Fox Jewelry Company v. John C. Lee, Trustee in Bankruptcy of Fox Jewelers, Inc., Bankrupt

264 F.2d 720 | 5th Cir. | 1959

264 F.2d 720

FOX JEWELRY COMPANY, Appellant,
v.
John C. LEE, Trustee in Bankruptcy of Fox Jewelers, Inc., Bankrupt, Appellee.

No. 17480.

United States Court of Appeals Fifth Circuit.

March 12, 1959.

Edwin W. Ross, Harold Karp, and Carpenter, Karp & Mathews, Atlanta, Ga., for appellants, Fox Jewelry Company and Robert Feldser.

J. Kurt Holland and Haas, Holland & Zinkow, Atlanta, Ga., for appellee.
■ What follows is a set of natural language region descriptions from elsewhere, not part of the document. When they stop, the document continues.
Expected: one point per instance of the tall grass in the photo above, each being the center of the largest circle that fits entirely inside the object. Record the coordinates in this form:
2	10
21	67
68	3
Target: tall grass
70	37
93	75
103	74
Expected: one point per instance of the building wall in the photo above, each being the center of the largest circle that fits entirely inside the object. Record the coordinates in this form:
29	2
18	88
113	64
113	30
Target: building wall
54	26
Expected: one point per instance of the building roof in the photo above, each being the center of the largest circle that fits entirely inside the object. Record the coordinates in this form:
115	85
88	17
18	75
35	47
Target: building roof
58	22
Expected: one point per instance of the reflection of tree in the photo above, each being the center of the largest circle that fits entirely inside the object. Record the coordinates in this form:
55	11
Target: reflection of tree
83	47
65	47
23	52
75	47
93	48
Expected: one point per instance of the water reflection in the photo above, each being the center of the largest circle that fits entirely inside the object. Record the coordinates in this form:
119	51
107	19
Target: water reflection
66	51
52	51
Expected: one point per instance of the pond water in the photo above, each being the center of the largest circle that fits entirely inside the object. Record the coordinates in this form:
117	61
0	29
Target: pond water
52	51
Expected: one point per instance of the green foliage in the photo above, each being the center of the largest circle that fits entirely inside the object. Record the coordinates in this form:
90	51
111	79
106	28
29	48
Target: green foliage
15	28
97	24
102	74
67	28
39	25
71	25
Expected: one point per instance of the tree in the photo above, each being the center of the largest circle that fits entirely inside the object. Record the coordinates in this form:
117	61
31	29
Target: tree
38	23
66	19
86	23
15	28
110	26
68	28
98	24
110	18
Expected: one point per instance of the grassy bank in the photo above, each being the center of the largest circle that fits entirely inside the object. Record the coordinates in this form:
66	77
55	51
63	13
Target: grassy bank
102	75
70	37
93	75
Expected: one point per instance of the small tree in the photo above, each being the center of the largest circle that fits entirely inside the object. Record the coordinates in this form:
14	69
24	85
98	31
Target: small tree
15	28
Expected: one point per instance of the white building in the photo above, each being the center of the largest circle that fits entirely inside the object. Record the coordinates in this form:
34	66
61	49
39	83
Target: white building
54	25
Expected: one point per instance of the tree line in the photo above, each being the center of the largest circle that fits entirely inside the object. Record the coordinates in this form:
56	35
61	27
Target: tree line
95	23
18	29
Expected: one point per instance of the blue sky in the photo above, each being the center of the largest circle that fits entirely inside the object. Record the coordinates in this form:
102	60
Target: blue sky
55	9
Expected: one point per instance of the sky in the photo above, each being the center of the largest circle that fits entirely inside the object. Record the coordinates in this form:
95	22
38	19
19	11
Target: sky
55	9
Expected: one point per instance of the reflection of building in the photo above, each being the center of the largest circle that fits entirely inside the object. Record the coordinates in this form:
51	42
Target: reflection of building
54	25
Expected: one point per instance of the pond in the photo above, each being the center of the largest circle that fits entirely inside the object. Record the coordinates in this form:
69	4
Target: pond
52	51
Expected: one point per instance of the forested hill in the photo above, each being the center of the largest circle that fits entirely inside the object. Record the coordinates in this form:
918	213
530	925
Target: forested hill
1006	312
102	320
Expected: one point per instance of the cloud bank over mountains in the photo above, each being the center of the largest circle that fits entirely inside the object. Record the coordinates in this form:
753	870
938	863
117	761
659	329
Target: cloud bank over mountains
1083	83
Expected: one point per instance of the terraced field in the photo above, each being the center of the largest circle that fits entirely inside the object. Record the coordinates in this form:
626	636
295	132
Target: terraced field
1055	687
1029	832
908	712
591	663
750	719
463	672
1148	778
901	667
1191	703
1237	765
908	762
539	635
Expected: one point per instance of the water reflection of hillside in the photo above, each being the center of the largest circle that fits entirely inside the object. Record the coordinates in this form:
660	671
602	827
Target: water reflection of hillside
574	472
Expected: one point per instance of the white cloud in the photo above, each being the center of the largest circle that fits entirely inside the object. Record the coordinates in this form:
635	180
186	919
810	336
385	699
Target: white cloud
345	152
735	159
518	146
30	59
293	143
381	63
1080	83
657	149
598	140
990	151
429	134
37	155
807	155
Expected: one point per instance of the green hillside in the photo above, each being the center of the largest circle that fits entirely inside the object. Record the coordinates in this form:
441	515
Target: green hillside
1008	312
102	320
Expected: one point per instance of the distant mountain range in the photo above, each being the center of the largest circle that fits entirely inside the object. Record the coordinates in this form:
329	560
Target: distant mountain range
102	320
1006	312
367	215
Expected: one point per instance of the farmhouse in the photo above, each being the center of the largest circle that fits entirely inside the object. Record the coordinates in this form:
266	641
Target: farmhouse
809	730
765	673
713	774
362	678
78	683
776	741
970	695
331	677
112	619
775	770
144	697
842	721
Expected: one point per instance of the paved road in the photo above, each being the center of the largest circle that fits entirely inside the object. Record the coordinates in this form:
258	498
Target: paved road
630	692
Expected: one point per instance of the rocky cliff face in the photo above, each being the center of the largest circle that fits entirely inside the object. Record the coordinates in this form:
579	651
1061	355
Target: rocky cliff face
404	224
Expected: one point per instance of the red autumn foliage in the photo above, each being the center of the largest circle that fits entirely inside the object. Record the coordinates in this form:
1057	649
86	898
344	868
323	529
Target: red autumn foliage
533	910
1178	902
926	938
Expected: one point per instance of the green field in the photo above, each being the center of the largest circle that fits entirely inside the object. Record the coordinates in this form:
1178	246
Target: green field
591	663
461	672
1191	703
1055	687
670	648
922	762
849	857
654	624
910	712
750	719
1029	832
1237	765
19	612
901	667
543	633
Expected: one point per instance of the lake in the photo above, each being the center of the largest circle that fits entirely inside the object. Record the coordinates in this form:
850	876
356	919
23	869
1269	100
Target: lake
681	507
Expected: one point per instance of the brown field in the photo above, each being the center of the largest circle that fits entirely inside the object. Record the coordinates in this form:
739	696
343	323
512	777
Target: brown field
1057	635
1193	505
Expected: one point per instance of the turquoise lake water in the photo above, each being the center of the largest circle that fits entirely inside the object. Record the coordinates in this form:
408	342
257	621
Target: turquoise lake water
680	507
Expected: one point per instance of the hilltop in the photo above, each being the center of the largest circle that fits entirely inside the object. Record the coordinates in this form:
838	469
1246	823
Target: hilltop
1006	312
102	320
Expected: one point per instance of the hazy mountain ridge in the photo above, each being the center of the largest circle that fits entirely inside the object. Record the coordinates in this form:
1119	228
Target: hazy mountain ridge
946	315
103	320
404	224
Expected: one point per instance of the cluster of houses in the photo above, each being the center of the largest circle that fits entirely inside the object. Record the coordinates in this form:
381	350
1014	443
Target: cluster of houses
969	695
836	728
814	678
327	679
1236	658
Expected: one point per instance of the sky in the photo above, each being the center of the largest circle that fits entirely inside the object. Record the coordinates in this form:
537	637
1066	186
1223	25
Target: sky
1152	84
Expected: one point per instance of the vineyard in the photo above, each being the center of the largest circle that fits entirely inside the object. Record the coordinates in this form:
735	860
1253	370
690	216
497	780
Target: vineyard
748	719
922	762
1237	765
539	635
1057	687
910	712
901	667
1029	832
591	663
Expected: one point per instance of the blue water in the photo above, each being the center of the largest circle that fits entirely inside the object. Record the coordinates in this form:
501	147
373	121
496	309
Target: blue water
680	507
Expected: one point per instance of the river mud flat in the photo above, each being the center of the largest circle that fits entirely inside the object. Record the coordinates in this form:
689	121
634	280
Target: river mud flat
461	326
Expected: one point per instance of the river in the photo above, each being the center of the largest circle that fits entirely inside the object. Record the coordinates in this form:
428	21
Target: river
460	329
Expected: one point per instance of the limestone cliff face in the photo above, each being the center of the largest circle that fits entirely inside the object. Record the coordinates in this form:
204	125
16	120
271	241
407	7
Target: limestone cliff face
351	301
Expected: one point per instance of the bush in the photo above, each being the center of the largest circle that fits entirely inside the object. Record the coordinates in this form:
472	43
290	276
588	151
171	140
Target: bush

Before HUTCHESON, Chief Judge, and CAMERON and BROWN, Circuit Judges.

HUTCHESON, Chief Judge.

1

This is an appeal from a turnover order issued in Fox Jewelers, Inc., Bankrupt, against Fox Jewelry Company, a corporation not only in name but in every other aspect which underlies and attends corporate existence. The purpose and scope of the order was, treating the respondent as the alter ego of Fox Jewelers, Inc. to seize and administer its assets and affairs as though its possession was the possession of the bankrupt.

2

The trustee, standing firmly on the finding of the referee, insists that the possession of the assets by the respondent for itself and in its own right was merely colorable, that is pretextual and feigned, and was really in right of the bankrupt.

3

Arguing that the fact that Feldser was the president and stockholder in both companies; that, as such, he did all the purchasing of the stocks of merchandise and generally handled the business for both companies; that, in short, he had one man control of both; and that this is a case in which there is no difficulty in piercing the corporate veil; he urges upon us that, though the two corporations conducted their business in separate towns, had separate bookkeeping, paid separate income and social security taxes, and in every respect except that they were closely affiliated one man corporations, were separate, the referee's holding, that the respondent was in effect the bankrupt and his assets were subject to be seized in a summary proceeding, was correct. We do not think so.

4

Without discussing the facts in detail other than as above set out, we think that there is no basis whatever in the record for the exercise of summary jurisdiction. This is not to say that there may not be ample basis for a finding in a plenary proceeding that the bankrupt has been imposed upon by the respondent, and that the respondent is accountable to the bankrupt for such imposition. It is to say, though, that the matters on which the trustee relies, control of the two corporations by the one man stockholder and president of each, the fact that they act together, and especially the fact that the purchasing of their stocks of goods are all done by the same man, is not determinative of the question whether the corporations are in fact, as in every legal aspect they appear to be, two corporations or simply one, and the possession of the respondent was the possession of the bankrupt. If the contention of the trustee in this case is correct, then in any case merely of closely affiliated corporations, with one stockholder and one management, this claim of summary judgment could be maintained. The law is otherwise settled. Sampsell v. Imperial Paper & Color Corp., 313 U.S. 215, 61 S. Ct. 904, 85 L. Ed. 1293. In Maule Industries v. Gerstel, 5 Cir., 232 F.2d 294, this court discussed the philosophy and theory of summary jurisdiction and the reasons which underlie and support it, as well as the reasons which deny such asserted jurisdiction when those against whom it is asserted will be deprived thereby of their constitutional rights to a plenary trial with the sanctions and protections such trial affords.

5

The argument, which seems to be the main reliance of referee and trustee, that it is more desirable that the bankruptcy court have the summary jurisdiction contended for because it can therewith administer matters more expeditiously and more effectively protect the creditors and the estate, while good enough as far as it goes, gives too little weight to the counter contention that durable as that is, it is not sufficiently desirable to permit doing away with the safeguards and sanctions provided by law against undue celerity and the deprivation of substantial rights. The exercise of summary jurisdiction in this case is without support in the evidence and the applicable law.

6

The judgment is reversed and the cause is remanded for further and not inconsistent proceedings.